Diversification of Investments: Fintech, Climate, and Biotech on the Rise
In 2025, venture investments are being spread across an increasingly broad range of sectors rather than being concentrated solely in artificial intelligence. Following last year's downturn, there is a marked revival in fintech: major funding rounds are occurring not only in the US but also in Europe and emerging markets, which is supporting the growth of promising financial projects. At the same time, investors are showing heightened interest in climate technologies, ‘green’ energy, and agri-tech—these areas are receiving record funding in line with the global trend for sustainable development.
Activity in biotech is also recovering: new drugs and medical platforms are once again attracting capital as the industry emerges from a period of declining valuations. This sectoral focus expansion is making the startup ecosystem more resilient, reducing the venture market's dependency on any single dominant trend.
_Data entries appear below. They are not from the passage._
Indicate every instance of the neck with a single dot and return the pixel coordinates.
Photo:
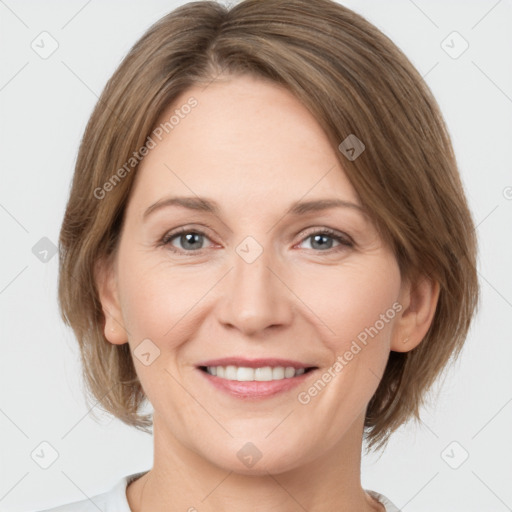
(182, 480)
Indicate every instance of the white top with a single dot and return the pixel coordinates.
(115, 500)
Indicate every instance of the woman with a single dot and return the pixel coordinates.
(330, 274)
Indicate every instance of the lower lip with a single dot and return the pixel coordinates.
(255, 389)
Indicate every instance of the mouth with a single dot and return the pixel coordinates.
(255, 379)
(258, 374)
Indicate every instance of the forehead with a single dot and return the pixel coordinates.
(245, 140)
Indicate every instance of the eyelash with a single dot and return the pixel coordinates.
(344, 240)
Consolidation and M&A Deals: The Expansion of Players
High company valuations and fierce competition for markets are pushing the startup ecosystem towards consolidation. Major mergers and acquisitions are again coming to the forefront, reshaping the balance of power in the industry. For example, the corporation Google has agreed to acquire the Israeli cybersecurity startup Wiz for $32 billion. Such mega-deals demonstrate that even industry leaders are willing to spend tens of billions to keep pace in the technology race.
Overall, the current activity in mergers and significant venture deals reflects the maturation of the industry. Mature startups are merging with each other or becoming targets for acquisition by corporations, while venture funds are finally gaining opportunities for long-awaited profitable exits. Consolidation improves ecosystem efficiency, allowing companies to combine resources for accelerated growth and entry into the global arena.
Global Expansion of Venture Capital
The venture boom of 2025 is characterised by an increasingly extensive geographical scope. In addition to traditional centres—the USA, Western Europe, and China—a significant influx of capital is also evident in the Middle East, South Asia, Africa, and Latin America. The Gulf region, for instance, is rapidly transforming into a new tech hub due to billion-dollar investments from Saudi Arabia and the UAE in startups. India and Southeast Asia are setting records for venture financing, and ‘unicorns’ are emerging in Africa and Latin America, fostering the growth of local ecosystems. Investors are increasingly seeking opportunities worldwide, contributing to the formation of a truly global startup market.
Russia and the CIS: Local Focus Amidst Global Trends
Despite sanctions and other constraints, there is a revival of startup activity in Russia and neighbouring countries. New venture funds are emerging with volumes of up to 10–12 billion RUB. Local startups are once again attracting capital and even considering going public: for instance, one regional food tech startup secured investments at a multi-billion-dollar valuation and is preparing for an IPO—an indicative example of the seriousness of local initiatives.
Furthermore, foreign investors are once again permitted to invest in Russian projects, gradually rekindling interest from overseas capital. Although the volume of venture investments in the region remains modest, it is steadily increasing.